Prevalence, continuation, and identification of postpartum depressive symptomatology among refugee, asylum-seeking, non-refugee immigrant, and Canadian-born women: results from a prospective cohort study
Dennis, C-L.; Merry, L.; Stewart, D.; Gagnon, AJ. (2016)

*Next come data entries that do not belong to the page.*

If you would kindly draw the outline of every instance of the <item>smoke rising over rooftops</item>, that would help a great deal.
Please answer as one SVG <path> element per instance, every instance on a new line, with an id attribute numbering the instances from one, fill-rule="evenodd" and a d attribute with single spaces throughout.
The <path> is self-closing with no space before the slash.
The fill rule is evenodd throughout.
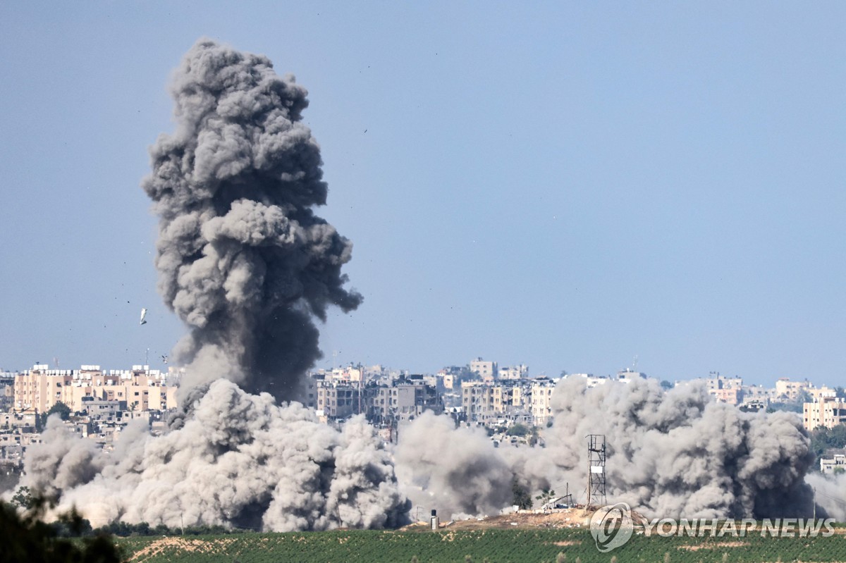
<path id="1" fill-rule="evenodd" d="M 306 90 L 266 57 L 206 40 L 170 90 L 177 128 L 151 148 L 142 186 L 161 217 L 159 292 L 189 327 L 174 351 L 183 396 L 222 377 L 293 398 L 321 357 L 314 319 L 361 303 L 341 273 L 352 244 L 313 210 L 327 189 L 301 123 Z"/>

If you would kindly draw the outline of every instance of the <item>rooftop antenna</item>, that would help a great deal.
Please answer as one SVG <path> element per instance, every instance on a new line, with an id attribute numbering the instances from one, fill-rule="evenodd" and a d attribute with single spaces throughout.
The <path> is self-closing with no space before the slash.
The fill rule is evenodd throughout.
<path id="1" fill-rule="evenodd" d="M 587 438 L 587 506 L 591 502 L 607 504 L 605 496 L 605 435 L 589 434 Z"/>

Archives of Women's Mental Health
19(6) | 959-967
This study assessed the prevalence, continuation, and identification of maternal depressive symptomatology over the first 16 weeks postpartum among refugee, asylum-seeking, non-refugee immigrant, and Canadian-born women. A sample of 1125 women (143 refugees, 369 asylum-seekers, 303 non-refugee immigrant, and 310 Canadian-born) completed the Edinburgh Postnatal Depression Scale (EPDS) at 1 and 16 weeks postpartum. The sensitivity, specificity, and predictive power of the 1-week EPDS to identify women with elevated EPDS scores at 16 weeks were determined. The total number of women with EPDS scores >9 for each group at 1 and 16 weeks, respectively, was 26.6 and 18.2 % for refugees; 25.2 and 24.1 % for asylum-seekers; 22.4 and 14.2 % for non-refugee immigrants, and 14.8 and 7.4 % for Canadian-born. Using the cut-off score of 9/10, the 1-week EPDS accurately classified 77.6 % refugee, 73.4 % asylum-seeking, 76.6 % non-refugee immigrant, and 85.5 % Canadian-born women at 16 weeks with or without postpartum depressive symptomatology. The 1-week EPDS was significantly correlated to the 16-week EPDS (r = 0.46, p < 0.01). All groups were significantly more likely to exhibit depressive symptomatology at 16 weeks if they had EPDS scores >9 at 1 week postpartum: refugees (OR = 6.9, 95 % CI = 2.8–17.3), asylum-seekers (OR = 4.0, 95 % CI = 2.4–6.7), non-refugee immigrants (OR = 3.8, 95 % CI = 2.0–7.6), and Canadian-born women (OR = 8.0, 95 % CI = 3.3–19.8). Our findings suggest that refugee, asylum-seeking, non-refugee immigrant, and Canadian-born women at risk of postpartum depression may be identified early in the postpartum period such that secondary preventive interventions may be implemented.